I would have been hopping mad if anyone took away my DD's binky. Would they take away another kid's blanky? My SIL would keep pulling out DD's binky and I thought that was annoying!

californiagirl
03-14-2008, 03:52 PM
DD's daycare starts limiting sucking/chewing toys to naptime at about 2, but they have no problems with 3-4 year olds who have them at nap. And when DD transitioned into the 3.5 room, I told them that she was chewy during transitions, and I preferred a chewy toy to having her chew on her fingers or her hair. They were OK with letting her have a chewy toy whenever she wanted during the transition. She used it for a few days and then was done.

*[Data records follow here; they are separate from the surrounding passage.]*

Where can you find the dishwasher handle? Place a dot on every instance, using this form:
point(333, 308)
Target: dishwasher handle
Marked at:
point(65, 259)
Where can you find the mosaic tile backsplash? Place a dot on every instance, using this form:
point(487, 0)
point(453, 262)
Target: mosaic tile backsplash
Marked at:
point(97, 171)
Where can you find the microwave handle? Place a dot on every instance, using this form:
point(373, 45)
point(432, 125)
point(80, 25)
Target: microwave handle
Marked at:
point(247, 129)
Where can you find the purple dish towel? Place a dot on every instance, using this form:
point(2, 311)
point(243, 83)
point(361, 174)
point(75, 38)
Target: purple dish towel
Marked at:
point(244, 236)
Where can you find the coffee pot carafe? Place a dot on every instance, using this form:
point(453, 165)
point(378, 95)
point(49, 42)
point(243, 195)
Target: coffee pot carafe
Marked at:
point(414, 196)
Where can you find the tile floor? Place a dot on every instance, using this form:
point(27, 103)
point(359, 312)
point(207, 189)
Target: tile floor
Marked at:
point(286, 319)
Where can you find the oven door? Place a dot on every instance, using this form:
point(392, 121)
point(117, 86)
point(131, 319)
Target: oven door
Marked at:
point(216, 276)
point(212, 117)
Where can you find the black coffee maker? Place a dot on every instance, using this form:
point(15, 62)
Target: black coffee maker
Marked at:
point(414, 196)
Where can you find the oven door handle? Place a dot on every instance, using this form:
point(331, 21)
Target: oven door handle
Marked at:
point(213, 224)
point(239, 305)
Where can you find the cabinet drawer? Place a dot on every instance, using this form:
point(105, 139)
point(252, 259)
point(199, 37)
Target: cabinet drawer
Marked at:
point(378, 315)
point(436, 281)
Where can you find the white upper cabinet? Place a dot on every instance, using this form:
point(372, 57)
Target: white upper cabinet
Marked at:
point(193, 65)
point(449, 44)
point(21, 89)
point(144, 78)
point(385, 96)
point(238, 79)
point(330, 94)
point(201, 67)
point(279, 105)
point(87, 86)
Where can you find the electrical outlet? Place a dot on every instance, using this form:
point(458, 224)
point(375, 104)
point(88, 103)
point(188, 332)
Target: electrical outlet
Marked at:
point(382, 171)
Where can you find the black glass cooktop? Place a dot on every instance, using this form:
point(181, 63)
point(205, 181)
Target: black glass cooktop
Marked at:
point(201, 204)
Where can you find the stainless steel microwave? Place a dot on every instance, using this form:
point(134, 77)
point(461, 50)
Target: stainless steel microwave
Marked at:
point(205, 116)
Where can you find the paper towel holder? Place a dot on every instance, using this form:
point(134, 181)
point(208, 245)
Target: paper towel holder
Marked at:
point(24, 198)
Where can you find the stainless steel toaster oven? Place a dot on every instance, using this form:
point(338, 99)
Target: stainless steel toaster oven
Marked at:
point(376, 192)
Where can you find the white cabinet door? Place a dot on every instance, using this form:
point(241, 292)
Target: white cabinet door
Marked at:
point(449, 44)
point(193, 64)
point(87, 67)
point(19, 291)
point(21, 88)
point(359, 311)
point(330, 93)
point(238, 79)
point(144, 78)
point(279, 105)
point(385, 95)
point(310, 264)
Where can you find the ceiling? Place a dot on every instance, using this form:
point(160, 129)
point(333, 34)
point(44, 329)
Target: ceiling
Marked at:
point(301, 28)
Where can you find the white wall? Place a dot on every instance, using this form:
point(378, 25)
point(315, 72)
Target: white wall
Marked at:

So, my 2 cents; transitions are hard on kids. Sucking a binky to fall asleep isn't a big issue. Let him keep it until he's done if it's just to sleep. And your daycare didn't handle this transition well, you might want to talk to them about it and see if they can fix that.

Mirthful
03-15-2008, 02:49 AM
I agree with the pps who have said to let him keep it for now. With our DD, we started limiting the paci to her crib right before she was two. She did great for a while but a few transitions later (moving to a new room, a big girl bed, a new sibling) ... she started sucking her thumb during the daytime! And her thumb is a lot harder to take away than a pacifier so I wish we had just let her keep the pacifier instead.

HTH!

clc053103
03-18-2008, 01:31 PM
Thanks for all the advice!! I gave back the nuk and noticed in response to having it taken at school, he was trying to get it at other times at home. But now he seems back on target and after a few days of difficulty, his toddler bed sleeping seems to be going very well with little fuss!

Thanks again!

daisy1234
03-18-2008, 02:09 PM
I still feel terrible taking DS Binky away at 2.5 years....he never napped after that. It was a rough time from age 2.5 to 4. He soooo much needed a nap but couldn't settle himself. I honestly would not feel shameful. You have to do what works for you. My friend talked her son into giving up the binky at age 3 and she had an easy time.....you just have to do what works for you! I have a similiar sitaution with DD...still nursing....she will not nap unless I nurse her to sleep. I honestly am going to continue this ...since I started it! :) I'd rather her be happy then cranky...at this point....it works for us. I am thankful DH is supportive...he just remembers how hard it is to parent a child who can't sooth themselves. Anyway...just sharing my story...I am sure you wil go with your mommy instincts! Good luck!